Verification using ECDSA (Common in Bitcoin, Ethereum, and EVM forks)

1. First, the system checks if the two numbers that make up the ECDSA signature (r and s) look valid (e.g., they are within an expected range).
2. It calculates a unique digital fingerprint (hash) of the message.
3. Using the signature numbers (r, s) and the message's fingerprint, the system performs some specific mathematical steps. Think of this like using parts of the signature as instructions.
4. These calculations involve combining the results with both a standard starting point on the elliptic curve (known as the base point G) and the sender's public key. This produces a final point on the curve.
5. The system takes a specific part of this calculated final point (its x-coordinate) and compares it to the r value from the original signature. If they match perfectly, the signature is valid!

Verification using EdDSA (Common in newer systems like Solana, Polkadot, Cardano)

1. Similar to ECDSA, the system first checks if the two parts of the EdDSA signature (R and S) and the public key look like valid components for the system.
2. It takes one part of the signature (R), the sender's public key, and the original message, bundles them together, and calculates a digital fingerprint (hash) of this bundle.
3. EdDSA verification boils down to checking if a specific mathematical equation balances correctly. This equation involves:
   • The second part of the signature (S).
   • A standard starting point on the curve (B).
   • The first part of the signature (R).
   • The fingerprint calculated in the previous step (h).
   • The sender's public key (A).
   • Essentially, it checks if (S * B) equals (R + h * A) using the special math of elliptic curves.
4. If the two sides of the equation are equal, the signature is valid.

Why Does This Matter?

If the signature passes these checks, the system knows that the message was indeed signed by someone who possesses the corresponding private key, without ever seeing the private key itself.

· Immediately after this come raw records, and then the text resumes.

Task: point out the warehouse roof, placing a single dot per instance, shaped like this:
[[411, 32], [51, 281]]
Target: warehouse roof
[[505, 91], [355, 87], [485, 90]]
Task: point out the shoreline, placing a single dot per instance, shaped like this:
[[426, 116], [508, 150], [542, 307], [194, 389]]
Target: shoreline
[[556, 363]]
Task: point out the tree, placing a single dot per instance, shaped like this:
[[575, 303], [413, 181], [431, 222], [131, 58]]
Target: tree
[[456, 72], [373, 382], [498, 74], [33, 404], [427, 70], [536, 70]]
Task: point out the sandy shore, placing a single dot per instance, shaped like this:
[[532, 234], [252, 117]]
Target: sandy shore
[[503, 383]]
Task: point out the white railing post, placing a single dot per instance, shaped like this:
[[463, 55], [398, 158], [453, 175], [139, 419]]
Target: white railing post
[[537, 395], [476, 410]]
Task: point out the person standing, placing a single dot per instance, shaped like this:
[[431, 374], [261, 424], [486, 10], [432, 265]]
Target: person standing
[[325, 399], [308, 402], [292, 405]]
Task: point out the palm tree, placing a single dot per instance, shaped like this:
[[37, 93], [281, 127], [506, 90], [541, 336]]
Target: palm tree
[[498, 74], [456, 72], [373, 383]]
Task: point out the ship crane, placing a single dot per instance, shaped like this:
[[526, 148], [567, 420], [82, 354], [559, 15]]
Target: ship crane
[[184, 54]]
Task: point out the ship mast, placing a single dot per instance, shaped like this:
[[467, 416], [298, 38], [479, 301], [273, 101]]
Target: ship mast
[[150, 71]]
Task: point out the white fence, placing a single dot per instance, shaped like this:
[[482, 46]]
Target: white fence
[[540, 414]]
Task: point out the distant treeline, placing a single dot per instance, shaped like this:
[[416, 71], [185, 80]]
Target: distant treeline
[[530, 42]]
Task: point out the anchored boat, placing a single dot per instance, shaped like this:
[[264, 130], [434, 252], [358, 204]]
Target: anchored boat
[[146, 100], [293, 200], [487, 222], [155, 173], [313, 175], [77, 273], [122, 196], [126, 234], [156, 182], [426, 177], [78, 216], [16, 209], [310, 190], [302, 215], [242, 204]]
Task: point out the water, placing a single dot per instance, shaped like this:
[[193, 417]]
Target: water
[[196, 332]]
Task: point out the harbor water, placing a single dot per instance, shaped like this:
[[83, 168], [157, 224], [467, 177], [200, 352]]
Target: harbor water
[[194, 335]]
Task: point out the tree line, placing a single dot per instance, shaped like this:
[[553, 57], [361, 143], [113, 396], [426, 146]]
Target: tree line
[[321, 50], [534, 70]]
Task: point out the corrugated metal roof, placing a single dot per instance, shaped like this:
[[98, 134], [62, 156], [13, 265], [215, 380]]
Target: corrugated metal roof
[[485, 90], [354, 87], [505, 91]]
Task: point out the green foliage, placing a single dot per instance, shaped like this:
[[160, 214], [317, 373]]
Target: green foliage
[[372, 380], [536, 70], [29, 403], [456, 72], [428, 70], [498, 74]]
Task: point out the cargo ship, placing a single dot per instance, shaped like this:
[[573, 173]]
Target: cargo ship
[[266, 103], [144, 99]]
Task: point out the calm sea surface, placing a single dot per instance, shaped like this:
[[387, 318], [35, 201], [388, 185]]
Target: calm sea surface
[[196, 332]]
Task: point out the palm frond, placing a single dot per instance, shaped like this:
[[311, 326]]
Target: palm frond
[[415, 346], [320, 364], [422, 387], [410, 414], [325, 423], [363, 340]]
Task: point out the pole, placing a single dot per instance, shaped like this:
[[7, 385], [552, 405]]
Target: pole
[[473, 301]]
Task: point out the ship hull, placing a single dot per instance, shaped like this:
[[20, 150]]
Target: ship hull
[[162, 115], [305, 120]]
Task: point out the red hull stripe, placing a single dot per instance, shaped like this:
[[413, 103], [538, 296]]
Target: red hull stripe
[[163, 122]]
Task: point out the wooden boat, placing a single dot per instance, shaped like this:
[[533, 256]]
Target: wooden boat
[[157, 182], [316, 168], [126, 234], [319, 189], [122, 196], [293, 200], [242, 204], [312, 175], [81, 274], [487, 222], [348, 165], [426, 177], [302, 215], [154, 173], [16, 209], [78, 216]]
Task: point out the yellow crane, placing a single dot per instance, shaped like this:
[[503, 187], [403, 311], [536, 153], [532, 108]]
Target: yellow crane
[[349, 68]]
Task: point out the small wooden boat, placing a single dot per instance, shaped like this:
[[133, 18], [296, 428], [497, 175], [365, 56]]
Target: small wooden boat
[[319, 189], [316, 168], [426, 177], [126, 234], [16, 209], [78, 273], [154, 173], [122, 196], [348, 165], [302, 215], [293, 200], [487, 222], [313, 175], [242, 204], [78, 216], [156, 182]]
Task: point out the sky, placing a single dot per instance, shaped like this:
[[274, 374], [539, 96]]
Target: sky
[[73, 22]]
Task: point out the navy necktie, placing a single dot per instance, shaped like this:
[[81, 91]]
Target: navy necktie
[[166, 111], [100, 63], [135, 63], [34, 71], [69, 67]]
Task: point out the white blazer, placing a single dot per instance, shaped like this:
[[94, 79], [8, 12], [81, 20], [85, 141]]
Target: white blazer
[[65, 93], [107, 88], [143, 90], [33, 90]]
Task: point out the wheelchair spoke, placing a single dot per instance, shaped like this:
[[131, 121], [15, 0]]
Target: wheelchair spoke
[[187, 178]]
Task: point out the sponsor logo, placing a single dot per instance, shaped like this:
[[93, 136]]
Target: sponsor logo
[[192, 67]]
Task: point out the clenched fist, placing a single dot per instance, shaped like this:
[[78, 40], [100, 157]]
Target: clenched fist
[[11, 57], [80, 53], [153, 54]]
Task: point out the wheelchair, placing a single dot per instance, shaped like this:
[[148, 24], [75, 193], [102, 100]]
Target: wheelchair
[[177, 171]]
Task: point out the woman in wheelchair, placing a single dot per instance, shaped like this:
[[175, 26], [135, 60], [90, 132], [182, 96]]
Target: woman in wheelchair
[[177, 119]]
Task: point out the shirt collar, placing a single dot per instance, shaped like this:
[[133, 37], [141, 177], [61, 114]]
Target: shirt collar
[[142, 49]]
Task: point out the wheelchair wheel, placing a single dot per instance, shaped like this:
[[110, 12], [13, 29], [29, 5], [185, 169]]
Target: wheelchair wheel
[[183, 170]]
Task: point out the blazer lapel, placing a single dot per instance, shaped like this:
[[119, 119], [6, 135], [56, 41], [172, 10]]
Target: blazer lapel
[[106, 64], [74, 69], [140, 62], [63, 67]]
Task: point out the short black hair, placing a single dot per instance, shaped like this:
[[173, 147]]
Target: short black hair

This confirms the message's authenticity and integrity, allowing a blockchain node, for example, to confidently accept the transaction.

Security Considerations in Threshold Signing

• Distributed Key Generation: Key shares are generated in a secure ceremony where no single party ever knows the complete private key.
• Communication Security: All communications between signers are encrypted and authenticated to prevent attacks.
• Nonce Management: Proper nonce generation is critical to security, especially for ECDSA where reusing or predicting nonces could leak the private key.
• Fault Tolerance: The threshold scheme ensures that the system can continue to operate even if some signers are unavailable, up to the predetermined threshold.

By leveraging threshold ECDSA and EdDSA schemes, io.vault ensures that transactions maintain the security properties of these signature algorithms while adding the benefits of distributed trust and fault tolerance. The resulting signature is indistinguishable from a signature generated with a single private key, maintaining compatibility with existing blockchain verification mechanisms while eliminating single points of failure.